Le Nicaragua connaît de fortes mobilisations contre un projet de réforme de la sécurité sociale conduit par le gouvernement de l’ex-commandant sandiniste Daniel Ortega, à la tête du pays depuis 2007. La violente répression a fait plus de 40 mortEs, des blesséEs, des détenuEs et des disparuEs, confirmant ainsi dramatiquement l’autoritarisme du clan « orteguiste ». Nous avons posé trois questions à Lisa T., sociologue, journaliste, membre de France Amérique latine, sur un pays qu’elle parcourt depuis plusieurs années.
Peux-tu revenir sur les raisons de la révolte populaire des dernières semaines et les acteurs mobilisés assez divers qui la composent ?
Il faut distinguer les éléments déclencheurs et les causes profondes (structurelles) de la révolte. L’annonce de la réforme de la sécurité sociale est venue se superposer au gigantesque incendie qui, deux semaines plus tôt, avait détruit une partie importante de la réserve Indio Maíz dans le sud du pays. Cette région, proche du tracé du mégaprojet d’un canal interocéanique, et même potentiellement incluse en son sein, est le théâtre de nombreux conflits, car indépendamment de son hypothétique réalisation, elle est convoitée par des entreprises (notamment de monocultures). La population locale, composée principalement de petits et moyens producteurEs, est farouchement rétive à un retour au salariat que préfigure l’arrivée de projets agro-exportateurs. Les protestations des groupes (plutôt urbains et juvéniles, sensibilisés aux thématiques environnementales) contre l’inefficacité du gouvernement à juguler l’incendie ont été traitées par le mépris et la menace, exercée systématiquement par les troupes de choc organisées au sein des Jeunesses sandinistes (JS) envers les manifestantEs (si peu nombreux soient-ils). L’agression violente contre un groupe de retraitéEs (soutenus par des étudiantEs) le 18 avril dernier a mis le feu aux poudres, reléguant au second plan la dimension sociale des protestations concernant la baisse des retraites (5 %). Selon un ami économiste, les lieux où l’indignation a été la plus forte correspondent à ceux qui ont été en première ligne lors de l’insurrection sandiniste contre la dictature somoziste en 1979. Ce constat renvoie, au-delà de toute interprétation idéologique, à ce que les gens perçoivent comme une intromission abusive et intolérable du pouvoir dans tous leurs espaces (contrôle social au travail, dans les quartiers, omniprésence dans les médias, etc.).

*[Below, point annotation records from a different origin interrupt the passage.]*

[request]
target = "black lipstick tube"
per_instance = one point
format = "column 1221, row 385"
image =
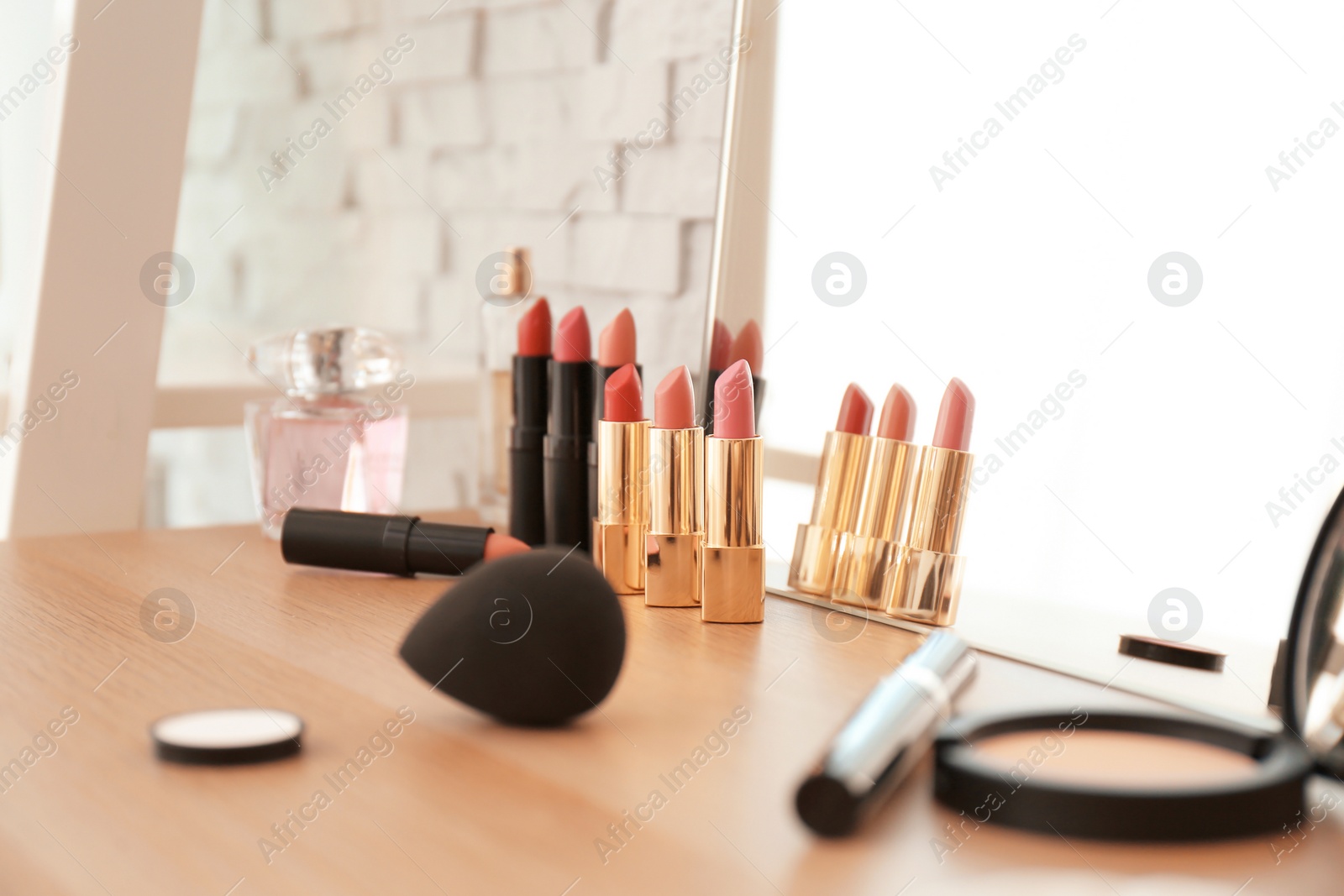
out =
column 376, row 543
column 526, row 477
column 757, row 387
column 564, row 469
column 600, row 378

CertainEs à gauche continuent à soutenir ce régime autoritaire et mafieux en insistant sur sa forte légitimité dans les urnes, sur son « anti-impérialisme » supposé et sur son bilan social : qu’en dis-tu ?
Le bilan social a reposé sur des politiques clientélistes (copiées sur le PRI au Mexique) envers les plus défavoriséEs. La tentative, par ailleurs louable, d’intégrer des membres de gangs (notamment à travers la formation de coopératives) s’est faite sur la base du -donnant-donnant. Lorsque la manne des pétrodollars vénézuéliens s’est tarie, la politique de la carotte s’est enrayée, n’offrant plus que le recours au bâton manié par la police et par ceux qui doivent tout au pouvoir en place (les fameuses « troupes » de choc). À l’autre bout de la chaîne, l’alliance avec le patronat a été scellée dès 2007. La paix sociale a été imposée aux syndicats par un constant chantage à l’emploi. Cela dit, l’union sacrée avec le patronat était vouée à la rupture dès lors que ce dernier a estimé qu’il en résulterait plus d’inconvénients que d’avantages. L’augmentation des cotisations sociales patronales prévues par la réforme actuelle a été le prétexte pour abandonner un navire qui prenait l’eau.
Existe-t-il des alternatives politiques et/ou sociales anticapitalistes ?
Le mouvement étudiant autoconvoqué rejette tous les partis, y compris la gauche, notamment réformiste qui s’est discréditée en s’alliant à la droite par le passé. Actuellement seul le Conseil supérieur de l’entreprise privée (Cosep) continue d’appeler à un dialogue que les manifestants ne veulent plus. On voit revenir sur le devant de la scène des cadres historiques sandinistes écartés du pouvoir par la vice-présidente, Rosario Murillo. Dans ce contexte, toutes les récupérations sont possibles, mais pas inéluctables. Ceux qui, ici, persistent à défendre la thèse « géostratégique » d’une offensive impérialiste contre un gouvernement « progressiste » se font les fossoyeurs des forces réellement à gauche qui, depuis des années, alertent sur les dérives du régime.